Here are 4 ways predictive analytics improves your email campaign strategies:
- Acquiring fresh customers – Across other mediums, the opportunity to profile and identify look-alike audiences is an ideal means of marketing to prospective customers. The vast majority of advertising engines have the ability to import email addresses to profile your users demographically, geographically, and even based on their interests. Then, that profile (or profiles) can be used to advertise to prospective customers with an offer to sign-up for your email marketing.
- Increasing conversions – When potential customers become the first subscribers to receive a promotional email from a company, they typically receive a welcome email series to their inbox. Its objective is to motivate them to buy a product. Similarly, all-new prospects get such emails, and sometimes a quality promotional offer. By implementing predictive analytics to both demographic, and behavioral data, you can segment potential customers – testing numerous messages, and offers – to create informative, relevant, and personalized emails improve conversions, and generate revenue.

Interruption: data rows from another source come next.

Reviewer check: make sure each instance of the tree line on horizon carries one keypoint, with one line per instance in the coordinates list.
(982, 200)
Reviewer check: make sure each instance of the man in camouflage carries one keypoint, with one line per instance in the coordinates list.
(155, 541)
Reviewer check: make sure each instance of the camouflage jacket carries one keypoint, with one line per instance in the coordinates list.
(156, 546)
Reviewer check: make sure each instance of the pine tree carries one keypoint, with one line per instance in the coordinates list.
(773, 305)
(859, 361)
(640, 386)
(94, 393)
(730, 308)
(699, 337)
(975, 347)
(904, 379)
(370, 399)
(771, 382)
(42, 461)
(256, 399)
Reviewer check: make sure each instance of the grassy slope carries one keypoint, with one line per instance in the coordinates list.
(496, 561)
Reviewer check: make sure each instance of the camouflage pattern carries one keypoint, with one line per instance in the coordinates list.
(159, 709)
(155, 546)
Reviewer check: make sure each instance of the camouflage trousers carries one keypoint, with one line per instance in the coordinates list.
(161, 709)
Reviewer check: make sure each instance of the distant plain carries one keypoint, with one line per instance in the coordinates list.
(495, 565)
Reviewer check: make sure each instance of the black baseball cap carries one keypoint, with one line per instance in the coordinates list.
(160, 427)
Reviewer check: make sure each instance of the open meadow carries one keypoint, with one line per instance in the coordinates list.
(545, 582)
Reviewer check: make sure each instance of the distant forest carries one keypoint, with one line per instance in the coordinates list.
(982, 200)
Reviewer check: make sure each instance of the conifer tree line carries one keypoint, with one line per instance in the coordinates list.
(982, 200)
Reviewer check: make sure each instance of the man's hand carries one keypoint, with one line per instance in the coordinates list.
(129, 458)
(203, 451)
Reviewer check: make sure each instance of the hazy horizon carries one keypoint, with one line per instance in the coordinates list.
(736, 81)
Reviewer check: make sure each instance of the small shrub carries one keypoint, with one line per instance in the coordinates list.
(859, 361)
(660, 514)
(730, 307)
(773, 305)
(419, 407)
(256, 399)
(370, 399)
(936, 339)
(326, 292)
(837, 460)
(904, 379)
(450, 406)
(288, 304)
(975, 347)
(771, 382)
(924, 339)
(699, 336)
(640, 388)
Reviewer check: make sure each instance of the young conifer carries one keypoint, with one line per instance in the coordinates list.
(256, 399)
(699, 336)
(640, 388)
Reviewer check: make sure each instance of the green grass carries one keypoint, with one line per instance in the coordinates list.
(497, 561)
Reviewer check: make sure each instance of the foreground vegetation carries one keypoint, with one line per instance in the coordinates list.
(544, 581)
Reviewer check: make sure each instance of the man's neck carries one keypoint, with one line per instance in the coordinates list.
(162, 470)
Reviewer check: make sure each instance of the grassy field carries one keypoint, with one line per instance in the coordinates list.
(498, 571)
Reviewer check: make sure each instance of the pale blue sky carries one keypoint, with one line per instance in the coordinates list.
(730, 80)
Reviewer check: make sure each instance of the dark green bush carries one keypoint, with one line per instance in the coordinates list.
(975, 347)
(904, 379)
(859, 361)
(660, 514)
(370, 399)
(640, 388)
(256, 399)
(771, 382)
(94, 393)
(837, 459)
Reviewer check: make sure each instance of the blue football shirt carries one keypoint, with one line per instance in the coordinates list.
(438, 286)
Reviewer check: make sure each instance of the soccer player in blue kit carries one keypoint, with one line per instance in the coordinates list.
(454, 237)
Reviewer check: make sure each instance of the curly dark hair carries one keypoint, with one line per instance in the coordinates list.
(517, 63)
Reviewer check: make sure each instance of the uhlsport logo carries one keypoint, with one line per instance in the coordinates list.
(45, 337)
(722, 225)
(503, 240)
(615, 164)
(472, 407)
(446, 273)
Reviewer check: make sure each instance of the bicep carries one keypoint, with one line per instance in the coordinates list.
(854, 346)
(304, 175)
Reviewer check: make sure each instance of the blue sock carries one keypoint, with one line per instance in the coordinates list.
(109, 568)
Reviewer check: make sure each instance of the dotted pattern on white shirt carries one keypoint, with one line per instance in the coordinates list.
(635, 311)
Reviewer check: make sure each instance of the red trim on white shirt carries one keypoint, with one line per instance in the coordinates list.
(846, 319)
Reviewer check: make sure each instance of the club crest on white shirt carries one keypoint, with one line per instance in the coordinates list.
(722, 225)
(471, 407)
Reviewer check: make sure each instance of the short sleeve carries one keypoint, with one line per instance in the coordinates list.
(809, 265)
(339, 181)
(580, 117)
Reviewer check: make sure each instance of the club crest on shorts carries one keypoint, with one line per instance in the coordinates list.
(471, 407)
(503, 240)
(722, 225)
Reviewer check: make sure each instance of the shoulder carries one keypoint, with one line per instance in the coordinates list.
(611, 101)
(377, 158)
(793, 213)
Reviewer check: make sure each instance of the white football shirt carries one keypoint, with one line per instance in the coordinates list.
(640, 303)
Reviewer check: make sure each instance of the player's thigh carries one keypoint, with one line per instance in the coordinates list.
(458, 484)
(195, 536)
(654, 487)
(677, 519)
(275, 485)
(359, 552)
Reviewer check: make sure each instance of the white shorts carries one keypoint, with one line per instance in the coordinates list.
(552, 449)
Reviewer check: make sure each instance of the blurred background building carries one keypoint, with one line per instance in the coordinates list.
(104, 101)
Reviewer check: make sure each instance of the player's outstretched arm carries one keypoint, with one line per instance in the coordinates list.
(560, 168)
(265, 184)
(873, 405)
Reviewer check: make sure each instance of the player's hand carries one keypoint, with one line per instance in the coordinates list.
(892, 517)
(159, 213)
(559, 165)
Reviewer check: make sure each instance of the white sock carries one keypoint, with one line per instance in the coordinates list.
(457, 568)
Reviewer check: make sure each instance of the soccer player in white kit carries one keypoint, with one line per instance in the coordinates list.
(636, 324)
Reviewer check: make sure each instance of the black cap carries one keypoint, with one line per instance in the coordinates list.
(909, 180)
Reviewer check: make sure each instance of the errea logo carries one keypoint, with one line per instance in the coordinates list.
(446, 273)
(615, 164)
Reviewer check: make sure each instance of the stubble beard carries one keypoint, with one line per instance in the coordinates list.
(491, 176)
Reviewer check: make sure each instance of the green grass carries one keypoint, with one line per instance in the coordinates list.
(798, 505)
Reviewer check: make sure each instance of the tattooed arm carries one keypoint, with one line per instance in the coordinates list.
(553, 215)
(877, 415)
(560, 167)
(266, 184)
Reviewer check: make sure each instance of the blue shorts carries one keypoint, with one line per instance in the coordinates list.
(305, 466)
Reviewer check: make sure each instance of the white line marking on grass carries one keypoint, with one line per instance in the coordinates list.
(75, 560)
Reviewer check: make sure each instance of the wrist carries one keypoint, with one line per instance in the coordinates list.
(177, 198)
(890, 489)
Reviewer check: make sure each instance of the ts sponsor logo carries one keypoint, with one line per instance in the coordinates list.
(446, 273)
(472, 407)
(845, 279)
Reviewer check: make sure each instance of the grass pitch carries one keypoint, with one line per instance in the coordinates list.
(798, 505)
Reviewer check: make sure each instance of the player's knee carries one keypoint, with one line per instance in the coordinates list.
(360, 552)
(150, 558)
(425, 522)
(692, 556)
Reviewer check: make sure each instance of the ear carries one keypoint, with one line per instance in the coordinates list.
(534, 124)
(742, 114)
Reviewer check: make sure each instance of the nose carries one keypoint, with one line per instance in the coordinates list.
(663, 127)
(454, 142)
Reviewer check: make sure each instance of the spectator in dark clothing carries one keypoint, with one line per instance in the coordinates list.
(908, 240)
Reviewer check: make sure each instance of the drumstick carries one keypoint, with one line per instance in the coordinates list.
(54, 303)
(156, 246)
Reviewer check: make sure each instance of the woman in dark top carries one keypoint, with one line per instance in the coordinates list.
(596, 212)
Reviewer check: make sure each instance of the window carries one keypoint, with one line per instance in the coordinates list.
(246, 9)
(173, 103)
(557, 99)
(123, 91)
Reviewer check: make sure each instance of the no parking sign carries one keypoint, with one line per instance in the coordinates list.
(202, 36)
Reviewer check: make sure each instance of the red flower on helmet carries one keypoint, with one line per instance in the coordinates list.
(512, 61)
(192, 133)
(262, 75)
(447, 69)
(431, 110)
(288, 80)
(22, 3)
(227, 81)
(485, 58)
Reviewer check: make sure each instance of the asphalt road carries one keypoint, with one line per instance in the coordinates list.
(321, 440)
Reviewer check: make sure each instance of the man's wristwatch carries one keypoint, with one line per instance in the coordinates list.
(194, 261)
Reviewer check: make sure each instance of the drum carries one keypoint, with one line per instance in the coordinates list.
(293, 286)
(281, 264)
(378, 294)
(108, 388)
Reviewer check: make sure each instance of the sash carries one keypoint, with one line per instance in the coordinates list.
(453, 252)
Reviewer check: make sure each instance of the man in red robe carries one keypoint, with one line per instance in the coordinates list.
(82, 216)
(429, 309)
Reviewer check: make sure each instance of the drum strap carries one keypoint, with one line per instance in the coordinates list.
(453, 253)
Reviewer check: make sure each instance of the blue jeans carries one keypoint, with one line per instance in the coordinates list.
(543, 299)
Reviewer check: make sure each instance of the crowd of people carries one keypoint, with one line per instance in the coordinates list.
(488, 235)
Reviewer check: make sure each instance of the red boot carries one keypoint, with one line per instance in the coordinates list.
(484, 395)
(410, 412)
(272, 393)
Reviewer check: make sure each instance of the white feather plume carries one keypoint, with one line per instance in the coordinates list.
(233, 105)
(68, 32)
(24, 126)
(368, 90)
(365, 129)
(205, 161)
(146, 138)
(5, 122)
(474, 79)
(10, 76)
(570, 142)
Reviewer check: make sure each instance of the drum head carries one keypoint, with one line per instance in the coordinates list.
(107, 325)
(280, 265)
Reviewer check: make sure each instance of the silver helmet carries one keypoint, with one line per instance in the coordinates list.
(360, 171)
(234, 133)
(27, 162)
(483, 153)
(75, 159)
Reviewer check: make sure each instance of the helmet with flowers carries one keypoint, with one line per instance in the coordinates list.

- Building relationships for customer retention – Predictive analytics can use product recommendations options for customer engagement, and retention. This data can help you target the right customers who have previously purchased your products or browsed them at your website. Adding various details like age, gender, order amount, location, etc. It is possible to identify what kind of products they would like to buy in the future. With this data, you send email content and offers to individual prospects. Predictive analytics is also useful in determining how frequently customers make purchases, you can understand the optimum frequency to send your product-related emails to them.
- Customer win-back strategy – Sending a we miss you message in an email to all customers after a particular duration of time since they last purchased a product. With the help of predictive analytics, you can create personalized win-back emails, and find out the best time interval to send emails to them, and offer some discounts or incentives to reengage them.
Predictive marketing is a powerful weapon for marketers to understand their target audiences and help them apply a powerful strategy in their email marketing campaigns. With this, you can impress your subscribers, and convert them into loyal customers, which ultimately leads to an increase in sales.